Latent Manifold Reconstruction and Representation with Topological and Geometrical Regularization
Ren Wang, Pengcheng Zhou

TL;DR
This paper introduces an AutoEncoder-based approach that combines manifold reconstruction with topological and geometric regularizations to improve the discovery and preservation of latent manifold structures from noisy high-dimensional data.
Contribution
It proposes a novel method integrating manifold reconstruction and regularizations within an AutoEncoder to enhance manifold learning from noisy data.
Findings
Outperforms t-SNE, UMAP, and Topological AutoEncoders in manifold discovery.
Effectively preserves topological and geometric properties during dimensionality reduction.

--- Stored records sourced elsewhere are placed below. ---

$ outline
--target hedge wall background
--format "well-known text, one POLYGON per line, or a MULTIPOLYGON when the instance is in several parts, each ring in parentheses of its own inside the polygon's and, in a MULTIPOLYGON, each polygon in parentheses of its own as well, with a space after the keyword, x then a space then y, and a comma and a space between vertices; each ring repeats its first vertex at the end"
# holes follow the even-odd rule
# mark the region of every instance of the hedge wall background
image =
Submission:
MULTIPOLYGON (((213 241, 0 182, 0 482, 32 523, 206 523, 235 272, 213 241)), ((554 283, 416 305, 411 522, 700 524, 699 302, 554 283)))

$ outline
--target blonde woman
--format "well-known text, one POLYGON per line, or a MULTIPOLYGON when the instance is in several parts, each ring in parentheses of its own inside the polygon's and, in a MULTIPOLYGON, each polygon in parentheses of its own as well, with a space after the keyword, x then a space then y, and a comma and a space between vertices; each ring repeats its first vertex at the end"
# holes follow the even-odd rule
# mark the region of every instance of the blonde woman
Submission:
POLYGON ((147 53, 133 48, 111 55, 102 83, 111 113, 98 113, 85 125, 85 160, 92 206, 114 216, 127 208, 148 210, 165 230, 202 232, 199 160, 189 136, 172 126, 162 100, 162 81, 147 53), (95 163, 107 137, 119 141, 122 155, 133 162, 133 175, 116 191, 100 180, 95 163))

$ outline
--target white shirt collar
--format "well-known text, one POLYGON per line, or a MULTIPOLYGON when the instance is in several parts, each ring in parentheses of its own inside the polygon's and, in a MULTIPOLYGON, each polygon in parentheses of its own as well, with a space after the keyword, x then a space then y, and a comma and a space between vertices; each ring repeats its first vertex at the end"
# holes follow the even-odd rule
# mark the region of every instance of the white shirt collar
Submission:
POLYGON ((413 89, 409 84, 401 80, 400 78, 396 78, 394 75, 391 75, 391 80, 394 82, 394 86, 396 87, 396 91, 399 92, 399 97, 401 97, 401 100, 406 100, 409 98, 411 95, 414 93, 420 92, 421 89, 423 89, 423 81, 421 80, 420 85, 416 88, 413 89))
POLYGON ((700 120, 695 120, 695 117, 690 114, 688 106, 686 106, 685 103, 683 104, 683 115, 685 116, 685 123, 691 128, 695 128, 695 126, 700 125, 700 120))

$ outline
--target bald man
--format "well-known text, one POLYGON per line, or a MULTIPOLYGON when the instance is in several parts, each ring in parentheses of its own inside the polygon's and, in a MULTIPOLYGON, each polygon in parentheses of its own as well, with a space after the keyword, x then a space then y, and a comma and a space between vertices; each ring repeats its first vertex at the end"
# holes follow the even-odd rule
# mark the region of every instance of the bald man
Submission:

Demonstrates robustness to noisy point cloud data.
Abstract
Manifold learning aims to discover and represent low-dimensional structures underlying high-dimensional data while preserving critical topological and geometric properties. Existing methods often fail to capture local details with global topological integrity from noisy data or construct a balanced dimensionality reduction, resulting in distorted or fractured embeddings. We present an AutoEncoder-based method that integrates a manifold reconstruction layer, which uncovers latent manifold structures from noisy point clouds, and further provides regularizations on topological and geometric properties during dimensionality reduction, whereas the two components promote each other during training. Experiments on point cloud datasets demonstrate that our method outperforms baselines like t-SNE, UMAP, and Topological AutoEncoders in discovering manifold structures from noisy data and…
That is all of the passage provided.